|
Speech To TextHere is a report on various ways to make your computer talk. |
|
|
Apple set the bar with Siri when it bought Siri and included it in the iPhone 4S launch in 2011. As their promotional videos shows, Siri makes the iPhone personal assistant by combining voice recognition with task automation.
Using just voice alone, Siri enbles users to compose and send text messages and emails, schedule meetings, ask for directions, set reminders, and so on.
Additionally, Siri added semantic technology so it understands search requests spoken in plain English, like, "What is the largest city in Texas?".
Google has voice recognition built-in.
The Windows Speed Recognition (WSR) introduced with Windows Vista required users to write their own macros, so was mostly used by very advanced users.
After Microsoft bought the "voice portal" company TellMe in 2007, Microsoft put voice command technology in Windows Phone 7 and 8, but not on desktops.

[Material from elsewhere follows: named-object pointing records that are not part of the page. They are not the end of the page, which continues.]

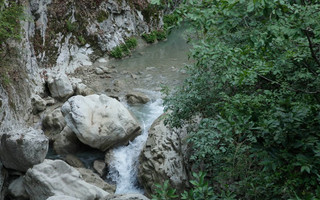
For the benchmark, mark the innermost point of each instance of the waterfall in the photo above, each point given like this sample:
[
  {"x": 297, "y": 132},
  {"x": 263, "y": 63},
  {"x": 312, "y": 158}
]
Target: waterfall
[{"x": 124, "y": 166}]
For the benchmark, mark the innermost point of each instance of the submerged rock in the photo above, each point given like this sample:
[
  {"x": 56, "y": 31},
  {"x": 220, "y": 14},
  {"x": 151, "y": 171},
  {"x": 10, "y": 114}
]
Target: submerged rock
[
  {"x": 137, "y": 98},
  {"x": 67, "y": 142},
  {"x": 23, "y": 148},
  {"x": 93, "y": 178},
  {"x": 55, "y": 177},
  {"x": 100, "y": 121},
  {"x": 62, "y": 197},
  {"x": 53, "y": 123},
  {"x": 162, "y": 159}
]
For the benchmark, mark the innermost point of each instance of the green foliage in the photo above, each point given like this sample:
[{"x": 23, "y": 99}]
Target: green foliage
[
  {"x": 10, "y": 17},
  {"x": 149, "y": 37},
  {"x": 255, "y": 84},
  {"x": 164, "y": 192},
  {"x": 201, "y": 190}
]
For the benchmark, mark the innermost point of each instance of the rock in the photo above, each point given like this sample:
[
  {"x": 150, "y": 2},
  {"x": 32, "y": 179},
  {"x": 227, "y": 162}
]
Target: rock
[
  {"x": 100, "y": 121},
  {"x": 99, "y": 71},
  {"x": 55, "y": 177},
  {"x": 100, "y": 167},
  {"x": 162, "y": 158},
  {"x": 126, "y": 197},
  {"x": 119, "y": 83},
  {"x": 82, "y": 89},
  {"x": 67, "y": 142},
  {"x": 137, "y": 98},
  {"x": 74, "y": 161},
  {"x": 53, "y": 123},
  {"x": 17, "y": 189},
  {"x": 50, "y": 101},
  {"x": 60, "y": 86},
  {"x": 21, "y": 149},
  {"x": 62, "y": 197},
  {"x": 3, "y": 176},
  {"x": 92, "y": 178},
  {"x": 38, "y": 104}
]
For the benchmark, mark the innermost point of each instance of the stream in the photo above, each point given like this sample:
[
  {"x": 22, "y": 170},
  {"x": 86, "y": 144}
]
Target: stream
[{"x": 156, "y": 65}]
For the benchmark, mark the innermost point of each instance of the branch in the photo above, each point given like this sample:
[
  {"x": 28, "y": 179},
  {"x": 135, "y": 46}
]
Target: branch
[
  {"x": 289, "y": 88},
  {"x": 311, "y": 48}
]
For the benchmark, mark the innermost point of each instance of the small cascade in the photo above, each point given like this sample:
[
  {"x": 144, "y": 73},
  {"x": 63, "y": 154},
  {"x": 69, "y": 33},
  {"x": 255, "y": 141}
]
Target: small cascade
[{"x": 124, "y": 167}]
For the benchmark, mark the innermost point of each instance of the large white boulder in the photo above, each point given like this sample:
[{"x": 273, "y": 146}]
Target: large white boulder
[
  {"x": 59, "y": 85},
  {"x": 21, "y": 149},
  {"x": 162, "y": 158},
  {"x": 100, "y": 121},
  {"x": 55, "y": 177}
]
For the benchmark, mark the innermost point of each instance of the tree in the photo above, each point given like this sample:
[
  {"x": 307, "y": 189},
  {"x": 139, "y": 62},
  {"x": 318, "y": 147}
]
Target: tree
[{"x": 256, "y": 85}]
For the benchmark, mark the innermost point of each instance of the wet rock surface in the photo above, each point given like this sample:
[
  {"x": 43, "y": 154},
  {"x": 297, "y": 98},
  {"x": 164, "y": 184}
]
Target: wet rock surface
[
  {"x": 100, "y": 121},
  {"x": 23, "y": 148}
]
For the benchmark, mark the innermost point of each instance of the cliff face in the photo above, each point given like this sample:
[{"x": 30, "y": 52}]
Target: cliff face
[{"x": 61, "y": 35}]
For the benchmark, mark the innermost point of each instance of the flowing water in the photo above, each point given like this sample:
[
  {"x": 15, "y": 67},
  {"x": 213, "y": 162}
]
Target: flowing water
[
  {"x": 123, "y": 168},
  {"x": 156, "y": 65}
]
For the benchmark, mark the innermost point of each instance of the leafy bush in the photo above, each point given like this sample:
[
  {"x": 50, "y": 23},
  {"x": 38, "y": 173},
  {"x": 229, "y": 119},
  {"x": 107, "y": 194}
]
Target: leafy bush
[
  {"x": 255, "y": 84},
  {"x": 149, "y": 38},
  {"x": 201, "y": 190}
]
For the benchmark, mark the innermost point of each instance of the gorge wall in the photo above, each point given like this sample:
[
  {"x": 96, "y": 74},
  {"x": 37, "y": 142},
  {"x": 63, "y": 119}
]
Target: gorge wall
[{"x": 60, "y": 36}]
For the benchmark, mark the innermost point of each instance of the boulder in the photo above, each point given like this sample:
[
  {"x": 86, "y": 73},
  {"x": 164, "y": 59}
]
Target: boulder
[
  {"x": 21, "y": 149},
  {"x": 67, "y": 142},
  {"x": 74, "y": 161},
  {"x": 100, "y": 121},
  {"x": 55, "y": 177},
  {"x": 53, "y": 123},
  {"x": 82, "y": 89},
  {"x": 162, "y": 158},
  {"x": 92, "y": 178},
  {"x": 137, "y": 98},
  {"x": 17, "y": 189},
  {"x": 3, "y": 176},
  {"x": 62, "y": 197},
  {"x": 38, "y": 104},
  {"x": 126, "y": 197},
  {"x": 100, "y": 167},
  {"x": 60, "y": 86}
]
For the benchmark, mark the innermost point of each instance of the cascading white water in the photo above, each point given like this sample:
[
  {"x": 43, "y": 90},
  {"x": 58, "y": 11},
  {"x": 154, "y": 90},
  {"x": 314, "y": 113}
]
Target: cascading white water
[{"x": 123, "y": 168}]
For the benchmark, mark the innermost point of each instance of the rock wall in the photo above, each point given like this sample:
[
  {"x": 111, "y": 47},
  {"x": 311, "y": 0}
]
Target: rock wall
[{"x": 62, "y": 35}]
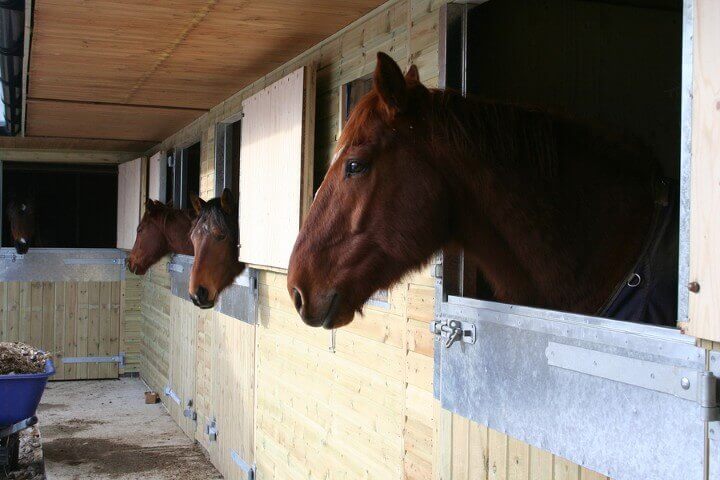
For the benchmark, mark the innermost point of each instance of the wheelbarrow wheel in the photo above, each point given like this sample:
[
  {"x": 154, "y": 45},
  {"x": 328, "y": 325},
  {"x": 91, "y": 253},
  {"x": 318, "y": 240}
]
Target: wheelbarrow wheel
[{"x": 10, "y": 446}]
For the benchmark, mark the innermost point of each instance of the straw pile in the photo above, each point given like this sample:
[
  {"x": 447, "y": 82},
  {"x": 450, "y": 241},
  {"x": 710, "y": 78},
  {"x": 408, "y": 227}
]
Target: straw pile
[{"x": 19, "y": 358}]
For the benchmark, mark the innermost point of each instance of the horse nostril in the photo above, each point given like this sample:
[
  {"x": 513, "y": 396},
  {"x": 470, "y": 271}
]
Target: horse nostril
[
  {"x": 202, "y": 295},
  {"x": 297, "y": 299}
]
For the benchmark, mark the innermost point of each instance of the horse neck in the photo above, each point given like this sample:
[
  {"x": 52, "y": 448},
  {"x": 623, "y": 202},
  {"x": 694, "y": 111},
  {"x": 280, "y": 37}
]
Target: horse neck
[{"x": 527, "y": 234}]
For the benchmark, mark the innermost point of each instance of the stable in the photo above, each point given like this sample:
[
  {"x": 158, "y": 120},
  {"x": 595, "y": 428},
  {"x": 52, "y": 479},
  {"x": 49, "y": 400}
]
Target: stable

Intel worked with Nuance to bring their Dragon Naturally Speaking and Sync in Ford cars to the new Dragon Assistant app for Windows Ultrabooks.
Many laptops come with a microphone built in.
The computer can be made to recognize your voice if you are willing to jump among 3 programs: Sound Recorder, Windows Explorer, Run command window.
The Run command window would run a custom batch file
soundrecorder /file outputfile.wav
The Sound Recorder GUI says there is a maximum length of 60 seconds. But this video shows that after the initial 60 seconds is reached, select from the menu Edit > Copy, then File > New. Click No to the pop-up. Select from the menu Paste > Insert, then Edit and Paste Insert to add an extra 60 seconds to the Length.
After recording is stopped, by default files are named outputfile.wav and saved to folder C:\Users\%USERNAME%\Documents.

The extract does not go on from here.